Heroku and Cassandra – Cassandra.io RESTful APIs


Introduction

Last time I wrote about Hadoop on Heroku which is on add-on from Treasure Data  – this time I am going to cover NoSQL on Heroku.
There are various datastore services – add-ons in Heroku terms – available from MongoDB (MongoHQ) to CouchDB (Cloudant) to Cassandra (Cassandra.io). This post is devoted to Cassandra.io.

Cassandra.io

Cassandra.io is a hosted and managed Cassandra ring based on Apache Cassandra and makes it accessible via RESTful API. As of writing this article, the Cassandra.io client helper libraries are available in Java, Ruby and PHP, and there is also a Objective-C version in private beta. The libraries can be downloaded from github. I use the Java library in my tests.
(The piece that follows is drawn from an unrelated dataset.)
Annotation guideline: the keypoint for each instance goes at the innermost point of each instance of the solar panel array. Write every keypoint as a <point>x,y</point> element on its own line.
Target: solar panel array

Heroku – and Cassandra.io add-on, too – is built on Amazon Elastic Compute Cloud (EC2) and it is supported in all Amazon’s locations. Note: Cassandra.io add-on is in public beta now that means you have only one option called Test available – this is free.

Installing Cassandra.io add-on

To install Cassandra.io add-on you just need to follow the standard way of adding an add-on to an application:

$ heroku login
Enter your Heroku credentials.
Email: address@example.com
Password (typing will be hidden): 
Authentication successful.

$ heroku create
Creating glacial-badlands-1234... done, stack is cedar
http://glacial-badlands-1234.herokuapp.com/ | git@heroku.com:glacial-badlands-1234.git

$ heroku addons:add cassandraio:test --app glacial-badlands-1234
Adding cassandraio:test on glacial-badlands-1234... done, v2 (free)
Use `heroku addons:docs cassandraio:test` to view documentation.

You can check the configuration via Heroku admin console:

Then you need to clone the client helper libraries from github:

$ git clone https://github.com/m2mIO/cassandraio-client-libraries.git

In case of Java client library, you need Google gson library (gson-2.0.jar), too.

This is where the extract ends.